Microaggressions, though, should be studied, he said.

“‘How do we unintentionally slight each other?’ is an incredibly interesting academic idea, and how we can do better is very important, but as soon as it gets in the hands of administrators, unfortunately it becomes a code that basically says, ‘I don’t like it when people say the following things,'” Lukianoff said.

He also expressed concern about what he considers three “great untruths” that are being woven into American childhood and education: What doesn’t kill you will make you weaker, always trust your feelings, and life is a battle between good people and evil people.

That worries him from a free speech standpoint as well as another aspect — that students are saying someone can’t come to campus because they would be offended, and that it’s going to “mentally harm” others.

“Cognitive distortions are basically mental exaggerations that every single one of us makes,” he said.

Lukianoff suggested people get in the habit of talking back to those distortions.

“You can actually fight anxiety and depression,” said Lukianoff, who acknowledged having personal experience with this method.
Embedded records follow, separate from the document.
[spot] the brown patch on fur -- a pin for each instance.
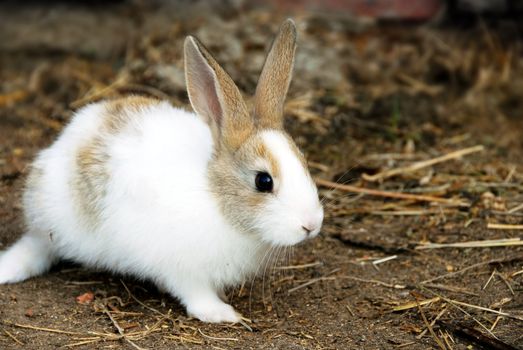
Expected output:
(34, 178)
(120, 111)
(275, 78)
(215, 97)
(231, 177)
(91, 176)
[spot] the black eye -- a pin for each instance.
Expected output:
(264, 182)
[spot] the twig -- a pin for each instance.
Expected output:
(489, 279)
(381, 283)
(389, 194)
(13, 337)
(120, 329)
(493, 226)
(476, 336)
(449, 289)
(451, 302)
(433, 322)
(429, 327)
(473, 244)
(314, 280)
(515, 209)
(43, 329)
(84, 342)
(299, 267)
(140, 302)
(412, 305)
(477, 307)
(216, 338)
(423, 164)
(504, 279)
(382, 260)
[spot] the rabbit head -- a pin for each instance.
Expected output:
(257, 174)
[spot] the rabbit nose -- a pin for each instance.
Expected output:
(307, 230)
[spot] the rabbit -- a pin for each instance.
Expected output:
(190, 201)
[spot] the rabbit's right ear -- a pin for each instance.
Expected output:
(215, 97)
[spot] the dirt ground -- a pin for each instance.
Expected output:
(366, 98)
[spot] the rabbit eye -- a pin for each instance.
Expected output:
(264, 182)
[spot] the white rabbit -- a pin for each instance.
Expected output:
(190, 201)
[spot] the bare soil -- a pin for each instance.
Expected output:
(365, 98)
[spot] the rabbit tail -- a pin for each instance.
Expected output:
(30, 256)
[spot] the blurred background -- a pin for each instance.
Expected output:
(379, 88)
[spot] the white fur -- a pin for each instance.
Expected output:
(159, 219)
(295, 204)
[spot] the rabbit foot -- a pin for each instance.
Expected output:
(214, 312)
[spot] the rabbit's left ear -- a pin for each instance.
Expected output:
(215, 97)
(275, 78)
And not only are students being taught bad habits relating to freedom of speech, they are being taught the habits of anxious and depressed people, he said.

“We’re disempowering them,” Lukianoff said. “We’re taking away the activities, the skills that actually make you feel like a human being.”

He recommended students argue “fairly” with themselves and others; address an argument, not a person; fight for their rights of freedom of speech as well as others’ rights; and seek out “smart people” with whom they disagree.

Gabriel Noah Brahm, director of the NMU Center for Academic and Intellectual Freedom and professor of English at Northern Michigan University, spoke at the event to lend his support of open dialogue.

“The center is ecumenical,” Brahm said. “We aim to enhance the quality of life on campus for everyone by improving the quality of our public conversation, our shared conversation about important matters of comment, concern.”

The center, he noted, accomplishes this by promoting viewpoint diversity, supporting open inquiry and celebrating excellence in higher education.

“That means we’re an antidote to political correctness,” Brahm said. “We include conservative as well as liberal voices,” Brahm said.

Timothy Eggert, this year’s Peter White Scholar and a research assistant for Brahm, told the audience that Monday’s presentation was an appropriate symbol of CAIF’s purpose.

“I also think it’s really important, not only to the future of Northern but to the future of our country, that we hear what he has to say, for as he exhibits in his 2012 book, ‘Unlearning Liberty,’ what happens on campus doesn’t just stay on campus,” Eggert said. “It bleeds into the larger society, and what’s been happening in recent years, as students of my generation know well, has not been all good.”